De Angelo v. State

192 So. 444, 187 Miss. 84, 1939 Miss. LEXIS 104
CourtMississippi Supreme Court
DecidedDecember 11, 1939
DocketNo. 33820.
StatusPublished
Cited by3 cases

This text of 192 So. 444 (De Angelo v. State) is published on Counsel Stack Legal Research, covering Mississippi Supreme Court primary law. Counsel Stack provides free access to over 12 million legal documents including statutes, case law, regulations, and constitutions.

Bluebook
De Angelo v. State, 192 So. 444, 187 Miss. 84, 1939 Miss. LEXIS 104 (Mich. 1939).

Opinion

McGeh.ee, J.,

delivered the opinion of the court.

This appeal is from a conviction of the appellant as an accessory before the fact to the crime of robbery; whereupon he was sentenced to serve a term of five years in the state penitentiary.

On Saturday night, February 4, 1939, at about eleven o’clock, one Billy Moody, held up and robbed, by the use of a pistol, Grover 0. Carter, in his store located in the Wade community, about twenty miles north of Kreole, in Jackson county; and took, stole and carried away about $35 in money, and certain checks. No one else was present in or about the store building at the time of the robbery except Mr. and Mrs. Carter and the said Billy *91 Moody. He was later arrested, charged with the crime, and placed in jail at Gulfport in Harrison county, from whence he escaped; but thereafter surrendering himself to the officers, he was placed in the Jackson county jail shortly before the Circuit Court convened in that county on May 15, 1939. While in custody he had learned from other prisoners, or from some source which, upon the trial of the appellant, he refused to disclose, that the “others” (meaning the appellant and Harold Goff, who had carried him by automobile late that Saturday evening to a place near the scene of the crime) had “squealed,” the inference being that he had learned that the officers had ascertained through these two parties the fact that he, Moody, had been left by them near the scene of the crime a few hours prior to the robbery.

It appears that he then implicated both the appellant and Harold Goff in the crime, claiming that they both took him up there, and later returned in the car for him, pursuant to an agreement that they should meet him at a certain school-house near the store after one o’clock that night, and by further claiming that the three of them divided the money and checks taken from the store, at about five o ’clock Sunday afternoon, the day following the robbery.

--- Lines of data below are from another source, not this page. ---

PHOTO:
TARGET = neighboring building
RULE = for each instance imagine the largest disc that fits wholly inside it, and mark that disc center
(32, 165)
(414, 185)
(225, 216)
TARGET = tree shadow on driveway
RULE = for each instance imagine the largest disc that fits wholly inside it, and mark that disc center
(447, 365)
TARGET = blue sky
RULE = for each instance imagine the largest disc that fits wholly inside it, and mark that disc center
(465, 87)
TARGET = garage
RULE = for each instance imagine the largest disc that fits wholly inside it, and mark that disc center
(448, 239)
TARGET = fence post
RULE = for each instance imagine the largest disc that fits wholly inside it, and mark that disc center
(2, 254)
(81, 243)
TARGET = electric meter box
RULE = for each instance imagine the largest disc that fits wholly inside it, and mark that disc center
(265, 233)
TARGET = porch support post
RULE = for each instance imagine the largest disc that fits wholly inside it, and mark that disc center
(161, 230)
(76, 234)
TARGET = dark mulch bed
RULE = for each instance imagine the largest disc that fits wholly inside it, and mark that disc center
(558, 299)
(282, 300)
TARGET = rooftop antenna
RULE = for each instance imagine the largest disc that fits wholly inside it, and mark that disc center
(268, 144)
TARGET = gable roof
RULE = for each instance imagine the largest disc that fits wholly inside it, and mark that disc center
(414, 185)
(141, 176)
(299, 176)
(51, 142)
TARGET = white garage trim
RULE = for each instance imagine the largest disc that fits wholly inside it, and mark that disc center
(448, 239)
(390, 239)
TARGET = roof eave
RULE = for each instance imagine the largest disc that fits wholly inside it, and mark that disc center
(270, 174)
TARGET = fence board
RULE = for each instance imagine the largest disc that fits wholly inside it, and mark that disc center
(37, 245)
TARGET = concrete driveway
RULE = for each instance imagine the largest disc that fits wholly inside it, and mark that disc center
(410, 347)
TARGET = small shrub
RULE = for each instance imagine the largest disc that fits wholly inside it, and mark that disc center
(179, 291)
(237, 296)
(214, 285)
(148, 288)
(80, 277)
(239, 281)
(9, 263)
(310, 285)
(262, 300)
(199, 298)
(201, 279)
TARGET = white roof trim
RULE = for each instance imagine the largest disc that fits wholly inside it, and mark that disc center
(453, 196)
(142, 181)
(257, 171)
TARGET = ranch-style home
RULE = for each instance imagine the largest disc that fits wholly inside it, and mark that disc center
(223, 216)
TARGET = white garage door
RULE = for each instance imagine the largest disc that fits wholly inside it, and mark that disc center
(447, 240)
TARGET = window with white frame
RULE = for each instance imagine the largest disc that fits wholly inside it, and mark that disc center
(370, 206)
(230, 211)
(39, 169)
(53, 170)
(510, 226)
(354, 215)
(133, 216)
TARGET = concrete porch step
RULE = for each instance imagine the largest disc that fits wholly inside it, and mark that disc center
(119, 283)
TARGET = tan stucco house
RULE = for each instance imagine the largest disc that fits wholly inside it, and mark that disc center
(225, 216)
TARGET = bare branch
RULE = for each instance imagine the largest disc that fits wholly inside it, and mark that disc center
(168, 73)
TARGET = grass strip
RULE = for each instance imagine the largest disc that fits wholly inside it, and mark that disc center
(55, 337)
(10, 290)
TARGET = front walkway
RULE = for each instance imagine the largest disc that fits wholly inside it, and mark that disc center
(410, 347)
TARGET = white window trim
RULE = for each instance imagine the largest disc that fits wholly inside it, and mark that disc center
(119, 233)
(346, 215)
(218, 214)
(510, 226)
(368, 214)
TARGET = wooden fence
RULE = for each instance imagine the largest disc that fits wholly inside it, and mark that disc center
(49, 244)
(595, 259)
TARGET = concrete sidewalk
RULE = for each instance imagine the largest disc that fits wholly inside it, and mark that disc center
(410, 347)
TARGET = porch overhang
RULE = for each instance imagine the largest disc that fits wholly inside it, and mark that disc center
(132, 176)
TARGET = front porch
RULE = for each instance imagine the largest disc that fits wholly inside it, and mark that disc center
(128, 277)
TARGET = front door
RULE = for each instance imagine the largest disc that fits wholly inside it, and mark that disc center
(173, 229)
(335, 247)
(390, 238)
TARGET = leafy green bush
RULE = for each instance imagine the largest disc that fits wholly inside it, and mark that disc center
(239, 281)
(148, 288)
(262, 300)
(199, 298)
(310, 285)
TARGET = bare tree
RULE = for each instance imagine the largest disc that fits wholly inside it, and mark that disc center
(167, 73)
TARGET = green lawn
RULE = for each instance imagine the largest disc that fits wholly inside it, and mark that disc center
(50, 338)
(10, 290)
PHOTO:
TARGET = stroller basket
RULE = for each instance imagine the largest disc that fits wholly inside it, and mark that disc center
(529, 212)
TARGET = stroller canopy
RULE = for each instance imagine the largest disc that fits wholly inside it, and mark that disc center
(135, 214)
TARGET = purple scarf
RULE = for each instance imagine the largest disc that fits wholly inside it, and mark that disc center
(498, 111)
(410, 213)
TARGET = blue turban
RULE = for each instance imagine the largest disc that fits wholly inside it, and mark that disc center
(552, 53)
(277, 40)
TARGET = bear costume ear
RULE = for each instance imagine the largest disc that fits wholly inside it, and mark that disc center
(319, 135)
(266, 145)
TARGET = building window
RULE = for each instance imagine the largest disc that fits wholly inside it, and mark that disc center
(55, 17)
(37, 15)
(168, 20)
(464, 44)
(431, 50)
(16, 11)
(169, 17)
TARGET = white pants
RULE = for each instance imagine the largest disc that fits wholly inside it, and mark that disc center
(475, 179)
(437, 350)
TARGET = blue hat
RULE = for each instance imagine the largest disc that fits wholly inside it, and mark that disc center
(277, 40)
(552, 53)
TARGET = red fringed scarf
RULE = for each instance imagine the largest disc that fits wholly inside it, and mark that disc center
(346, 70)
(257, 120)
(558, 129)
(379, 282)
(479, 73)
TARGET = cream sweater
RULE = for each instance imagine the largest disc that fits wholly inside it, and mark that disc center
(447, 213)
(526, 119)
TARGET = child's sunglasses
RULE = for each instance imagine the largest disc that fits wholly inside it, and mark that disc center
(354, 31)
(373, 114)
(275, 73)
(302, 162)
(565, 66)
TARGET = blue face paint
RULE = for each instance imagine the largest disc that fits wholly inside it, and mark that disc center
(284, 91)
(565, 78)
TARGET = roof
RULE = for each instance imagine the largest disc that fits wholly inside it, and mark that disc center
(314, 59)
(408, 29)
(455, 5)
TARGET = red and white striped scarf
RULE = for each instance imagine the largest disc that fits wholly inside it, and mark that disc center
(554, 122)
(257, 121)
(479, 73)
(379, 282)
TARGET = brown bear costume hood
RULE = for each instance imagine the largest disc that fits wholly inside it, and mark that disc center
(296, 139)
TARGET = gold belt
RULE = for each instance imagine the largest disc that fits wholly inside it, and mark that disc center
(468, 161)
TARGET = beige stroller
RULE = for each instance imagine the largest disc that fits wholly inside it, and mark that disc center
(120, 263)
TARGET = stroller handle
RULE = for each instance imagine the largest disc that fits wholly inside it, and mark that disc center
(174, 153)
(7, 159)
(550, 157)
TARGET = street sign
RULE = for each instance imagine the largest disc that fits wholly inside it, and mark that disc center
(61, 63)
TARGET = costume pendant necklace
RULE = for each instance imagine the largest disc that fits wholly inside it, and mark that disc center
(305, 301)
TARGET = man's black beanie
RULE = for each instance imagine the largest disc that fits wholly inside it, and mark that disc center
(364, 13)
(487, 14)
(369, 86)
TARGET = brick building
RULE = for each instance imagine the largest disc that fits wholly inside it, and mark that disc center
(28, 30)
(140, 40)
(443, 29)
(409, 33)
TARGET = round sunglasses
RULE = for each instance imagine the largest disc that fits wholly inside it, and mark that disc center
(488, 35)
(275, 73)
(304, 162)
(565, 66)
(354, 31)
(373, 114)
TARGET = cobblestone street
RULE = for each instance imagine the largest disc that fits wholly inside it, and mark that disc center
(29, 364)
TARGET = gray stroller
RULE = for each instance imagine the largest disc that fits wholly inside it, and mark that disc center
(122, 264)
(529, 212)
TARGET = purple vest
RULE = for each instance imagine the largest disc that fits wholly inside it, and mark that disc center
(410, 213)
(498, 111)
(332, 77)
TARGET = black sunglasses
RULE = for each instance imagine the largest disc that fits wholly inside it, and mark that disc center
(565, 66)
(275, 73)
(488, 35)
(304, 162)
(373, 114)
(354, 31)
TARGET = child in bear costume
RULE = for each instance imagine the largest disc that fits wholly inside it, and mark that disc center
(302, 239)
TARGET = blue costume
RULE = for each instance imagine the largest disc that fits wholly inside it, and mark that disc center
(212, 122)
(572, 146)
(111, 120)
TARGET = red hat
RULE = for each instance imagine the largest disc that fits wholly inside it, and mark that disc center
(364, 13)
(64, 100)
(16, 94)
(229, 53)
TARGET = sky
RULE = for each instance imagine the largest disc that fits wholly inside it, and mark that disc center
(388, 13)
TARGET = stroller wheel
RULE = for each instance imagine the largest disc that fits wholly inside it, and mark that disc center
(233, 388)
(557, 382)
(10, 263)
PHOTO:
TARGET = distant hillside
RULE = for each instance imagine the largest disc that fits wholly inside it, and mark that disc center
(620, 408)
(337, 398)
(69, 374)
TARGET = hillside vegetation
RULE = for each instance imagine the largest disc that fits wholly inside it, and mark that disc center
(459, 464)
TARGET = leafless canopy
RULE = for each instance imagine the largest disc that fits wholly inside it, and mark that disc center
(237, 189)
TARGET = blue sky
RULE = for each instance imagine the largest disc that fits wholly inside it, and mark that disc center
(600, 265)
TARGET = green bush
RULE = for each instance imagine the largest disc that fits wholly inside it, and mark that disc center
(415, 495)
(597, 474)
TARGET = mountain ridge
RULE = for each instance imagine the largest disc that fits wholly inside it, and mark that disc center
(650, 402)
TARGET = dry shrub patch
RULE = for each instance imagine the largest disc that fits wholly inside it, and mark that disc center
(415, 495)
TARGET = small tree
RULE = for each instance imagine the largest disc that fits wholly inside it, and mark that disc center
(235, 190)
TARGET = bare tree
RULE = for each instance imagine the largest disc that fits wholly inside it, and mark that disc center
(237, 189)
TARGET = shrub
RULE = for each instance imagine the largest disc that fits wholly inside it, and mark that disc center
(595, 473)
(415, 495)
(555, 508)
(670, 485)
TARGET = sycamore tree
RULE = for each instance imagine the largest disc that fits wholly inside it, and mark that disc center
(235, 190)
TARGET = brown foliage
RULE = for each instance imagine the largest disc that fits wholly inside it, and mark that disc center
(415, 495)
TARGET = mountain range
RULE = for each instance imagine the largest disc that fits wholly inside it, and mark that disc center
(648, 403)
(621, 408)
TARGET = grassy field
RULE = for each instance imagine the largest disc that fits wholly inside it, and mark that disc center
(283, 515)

It further appears that the appellant and Goff worked at a paper mill at Kreole from seven that Saturday evening until one o’clock in the morning; that as a matter of fact they did take Moody in the appellant’s automobile from Moss Point to the vicinity of the crime at about four or five o’clock that Saturday evening, and also that the appellant and Goff later drove back to the Wade community, to a point about a mile and a half north of Carter’s store.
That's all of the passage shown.